My worry is that Mr Linehan’s attitude to contemporary music means he fails to engage with the moment. The music of the here and now is an expression of the age we live in. It is part of the zeitgeist which, if ignored, leaves any meaningful appreciation of modern life incomplete.
To fully live in the present, you have to engage fully with the art being created in that moment. You don’t have to like all of it. That would be stupid. The pleasure lies in sifting through the dross for the songs that will mark you for life.
Here’s an example. My favourite album of 2014 was King Creosote’s From Scotland With Love, an extraordinary suite of songs commissioned as the soundtrack to a collection of old Scottish newsreel and home movies. As Scotland faced its existential moment in the referendum, this was the perfect accompaniment to a nation pondering its sense of itself.
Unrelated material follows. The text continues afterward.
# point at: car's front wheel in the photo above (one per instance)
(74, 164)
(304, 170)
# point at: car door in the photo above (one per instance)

In my mind, it will always be the soundtrack to 2014. It enhanced my understanding of where my country found itself.
Of course, I like a bit of classical. Mahler’s my thing. Symphonies 3, 5, 2 and 1, in that order. I like the way Mahler can lull you one moment and then unexpectedly grip your heart. All life is distilled, its triumphs and disappointments. He’s particularly good at conjuring up those moments when your life tumbles out of control. But my life would be immeasurably less rich if classical music was all that was available to me.
Last week, I watched an Otis Redding documentary, and was reminded of a 1980s TV play called Road that featured one of his songs. I found it on YouTube. It was a grimy slice of northern miserablism, unrelenting until a scene where two couples are drinking cheap wine in an abandoned house, and one of them puts on a cassette and plays Try A Little Tenderness.
As the first chords echo through the house, and the two men close their eyes to listen, the two women at first look puzzled and confused. What is going on? But as the song takes hold, all their cynicism, all their anger, all their nihilism begins to fall away. And then, as the horn section of Otis Redding’s backing band – aka Booker T & the MGs – builds to its extraordinary climax, the music becomes a life force, a redemption, a celebration – despite everything – of being alive.
Stick that on your turntable, Mr Linehan.